I don't believe that a person can fully grasp the aroma and flavour of a wine with just a couple sips. There is too much that can distort your view, to fully appreciate a wine at least one or two full glasses are needed. Unfortunately in the wine industry people tend to taste a wine in one or two sips and then move on. One or two sips may be enough for the bold in your face wines but it leaves the rest behind. Do movie critics judge a movie by the first 10 minutes? Maybe, but hopefully they have the courtesy to go on watching till the end if they plan on reviewing it.

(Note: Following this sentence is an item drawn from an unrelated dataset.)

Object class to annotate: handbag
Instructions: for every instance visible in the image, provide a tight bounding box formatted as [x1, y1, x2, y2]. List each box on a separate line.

It is unfair to judge a wine in one or two sips and I assure you, to the protest of my liver, I always do my best to finish off the bottle to make sure my judgement is acute. Don't let your mood get in the way of enjoying a good wine, if you are tired go for a cheap but decent wine, crack into the good stuff when you have the energy to appreciate it. Luckily for me my energy levels improved, I went from drinking a mediocre wine to a fine wine indeed and here it is...
Producer: La Sauvageonne
Wine: Les Ruffes
Region: Coteaux du Languedoc, France
Grapes: Syrah, Grenache, Carignan, Cinsault
Notes: The aroma of this wine is beautiful displaying: raspberry, blackberry, pepper, leather and garrigue(more on that below). The flavours are pretty similar: raspberry, cherry, pepper, leather, garrigue, and a slight saltiness. The wine is relatively light in body and the flavours are soft and delicate but quite pleasant this wine is Very Nice! Be aware the pepper is very prominent in this wine, if you don't like peppery wine avoid this one.
Garrigue: a descriptor for pompous wine snobs.
Yes garrigue is a strange term most people aren't familiar with. Garrigue refers to a quality in the air of the Languedoc region. It's basically an easier way of saying a wine has a sort of earthy, flowery, herbyness to it. Garrigue is a handy word when you know you smell or taste something along those lines but can't quite put your finger on it, sometimes vague words are important. If you ever want to come off as pretentious as hell while drinking wine remember this word.